Moving to noninvasive hemodynamics, we evaluate LV diastolic function and filling pressures. This evaluation is important because an increase in filling pressures without other causes may suggest “significant” mitral regurgitation (in the Guidelines this generic adjective usually translates as moderate-to-severe or severe regurgitation), and explain shortness of breath associated with the regurgitation, whereas a normal filling pressure would exclude such association. A normal atrial reservoir function has already suggested normal LV filling pressure (= mean atrial pressure), and this is confirmed by continuous wave Doppler analysis of the physiologic pulmonary regurgitation (Figure 3) which estimates normal pulmonary diastolic pressure.

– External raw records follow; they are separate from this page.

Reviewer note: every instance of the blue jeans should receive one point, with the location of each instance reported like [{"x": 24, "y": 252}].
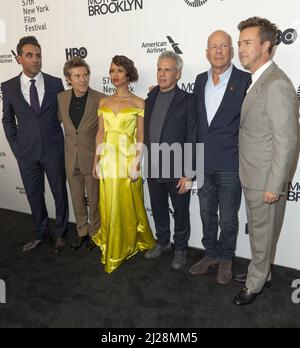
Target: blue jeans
[{"x": 221, "y": 191}]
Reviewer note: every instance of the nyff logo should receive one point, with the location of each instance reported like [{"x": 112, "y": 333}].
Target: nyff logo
[
  {"x": 196, "y": 3},
  {"x": 294, "y": 192},
  {"x": 76, "y": 52}
]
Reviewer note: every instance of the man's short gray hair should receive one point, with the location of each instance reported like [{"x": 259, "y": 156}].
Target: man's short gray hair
[{"x": 172, "y": 55}]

Pulmonary diastolic pressure correlates closely with pulmonary capillary wedge pressure and the latter with mean left atrial pressure, if pulmonary vascular resistances are normal. Since pulmonary systolic pressure and stroke volume are normal in our patient, we can assume that resistances are normal.

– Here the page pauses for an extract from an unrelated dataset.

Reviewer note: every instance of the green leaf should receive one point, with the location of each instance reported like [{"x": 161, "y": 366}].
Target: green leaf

Figure 4. Pulsed Doppler apical 4-chambers, mitral valve
Figure 4. Pulsed Doppler apical 4-chambers, mitral valve
Figure 5. Pulsed Doppler apical 4-chambers, pulmonary venous flow
Figure 5. Pulsed Doppler apical 4-chambers, pulmonary venous flow

A normal mean atrial pressure is also suggested by the mitral valve flow velocity profile (Figure 4, E/A ratio and deceleration time) and the right upper pulmonary vein flow profile (Figure 5, systolic dominant= the total velocity-time integral of the systolic waves S1 and S2 is greater than that of the diastolic wave D).